Things are gradually returning to normal.

Trying in describe the indescribable.

I hesitate because I have seen peoples eyes glaze over when I answer the 'how was your trip?' with an obvious struggle to convey what made it wondrous. The magic of jungle clad Angkorian temples at dawn, the eerie feel of soon-to-be drowned towns on the Yangtse river in China, the sound of the Mullahs calling the faithful to prayer as the sun sets in Cairo. These things are emotions as much as they are memories.

'How does it feel to be back in the US?' presents still more hazards. Everyone likes to hear about our pleasure at returning home to the world's wealthiest, freest and most blessed nation, our joy at seeing family and our jokes about regaining a trust of bathroom facilities and tap water. No-one wants to hear that we're also sad that our adventure is over and must settle into 'normal' lives.

What is less welcome still, what makes us uncomfortable, is trying to describe how the view from those places sometimes makes our society seem greedy, self absorbed and violent. In a post September 11 world, when America seems beset on all sides by people who misunderstand or wish misfortune, any criticism is seen as unpatriotic.

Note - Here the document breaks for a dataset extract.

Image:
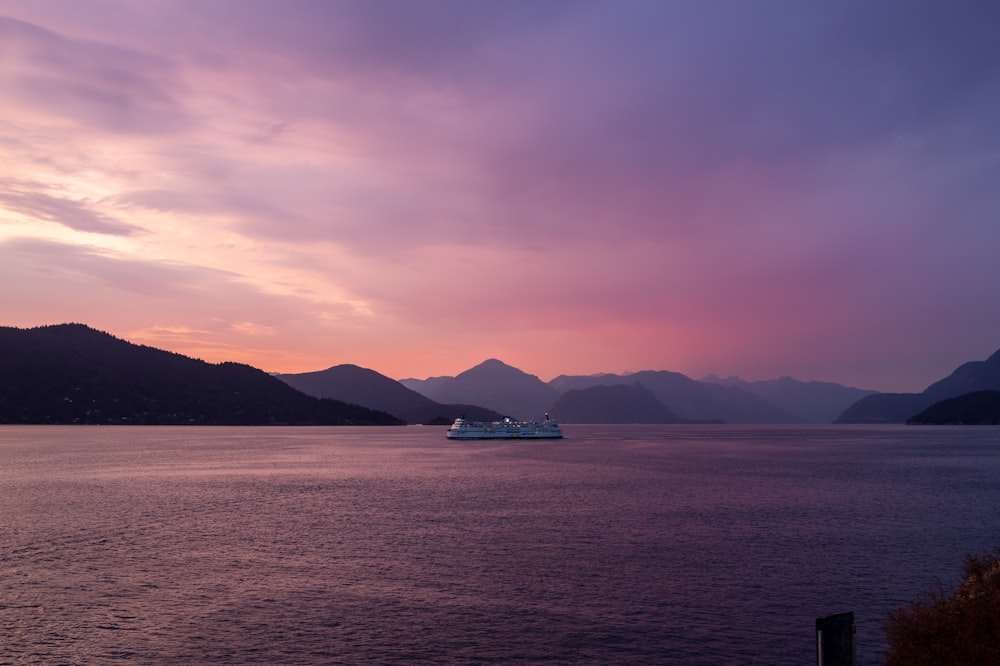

In answering these innocent queries I fail each time and on all accounts to answer coherently because so many memories and emotions clamor at once; because every issue has at least two sides and sometimes, when you seek to understand, you only find confusion; because the beauty and variety we've witnessed here and abroad defies attempts at easy description. It can only be held in the heart.

I used to berate myself for being inferior to the task of answering two simple questions,

"How was your trip?"
"How did it feel to come home?"

Now I just stop and ask myself another; How could anyone explain, in 50 words or less, the greatest moment of their life if it lasted more than a year, or over 52 weeks or precisely 369 days?